Last week a veteran of many cloud migration security projects I know described many SOCs as“groping in the dark” with these challenges and looking for a new approach despite all of the vendor claims mapped to their pains. The usual crowd of incremental enhancements (e.g. bringing cloud data into the traditional SIEM, automating manual workflows, layering more tools for specialized analytics, leveraging wisdom of crowds, etc.) leaves three dragons roaming the countryside which need to be slain for security to keep pace with the unstoppable accelerating migration to the cloud.
Dragon #1 – Siloed Security and IT Ops Investigation Workflows
A basic dilemma in security for the cloud is that often the knowledge needed to pursue an investigation to conclusion is split between two groups. Security analysts understand the process of investigation and the broad context, but often only IT ops understands the essential specific context – application behavior and customer content, for example – needed to interpret and hypothesize at many steps in a security investigation. A frequent comment bucket item goes something like, “The SOC understands the infrastructure, but they don’t know how to interpret app logs or new data sources like container orchestration.” This gap in understanding makes real time collaboration essential to prevent exploding backlogs, partial investigations, and bias toward more solvable on-prem alerts.
Aside from needing to understand unfamiliar, new, and rapidly changing data sources in a single security investigation, cloud deployments generate more frequent “Dual Ticket” cases in which it is unknown whether a security issue or an IT issue is the root cause (ex: my customer is complaining they can’t access our app – network congestion? Cloud provider outage? Server CPU overload? DDoS attack? Malware? Customer issue?) It isn’t just that two separate investigations take more time and resources to complete and integrate, often, in cloud cases, neither side can reach conclusion without the other. Working from common data isn’t enough – analytics and workflow need to be common as well to enable the seamless collaboration required.

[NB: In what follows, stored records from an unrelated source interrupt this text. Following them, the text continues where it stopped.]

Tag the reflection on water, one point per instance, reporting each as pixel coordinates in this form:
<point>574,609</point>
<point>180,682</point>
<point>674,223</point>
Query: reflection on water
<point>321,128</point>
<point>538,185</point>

In addition, modern cloud deployments often employ DevSecOps models in which the pace of application update, rollout, and change is measured in days or hours as opposed to months or quarters. One security threat investigation implication is that the processing of the threat resolution backlog must align so that current resources can be applied to current environments without being mired in “old” cases or chasing continuous flux in the data. This is challenge enough, but having to manage this triage across two separate backlogs in both IT and security with the usual integration taxes means operating on the scale of hours and days is extremely challenging.
While separate siloes for IT ops and security investigations were feasible and logical in on-prem classic IT, modern cloud deployments and application architecture demand a seamless back and forth workflow where at each step the skills and perspective from both IT and security are needed to properly interpret the results of queries, evidence uncovered, or unfamiliar data. Asking both sides to completely subsume the knowledge of the other is unrealistic in the short term – a much better solution is to converge their workflows so they can collaborate in real time.
Dragon #2 – Traditional Security Bias on Infrastructure vs. Application Insight
Traditional SIEMs have long been exhorted to look up the stack to the application layer, and in several instances new product areas have sprung up when they have not. In the cloud world this application layer “nice to have” becomes a “must have.” Clould providers have taken on some of the infrastructure defense previously done by individual companies, creating harder targets that cause attackers to seek softer targets. At the same time, much of the traditional infrastructure defense from the on-prem world has not yet been replicated in the cloud, so often application layer assessment is the only investigation method available.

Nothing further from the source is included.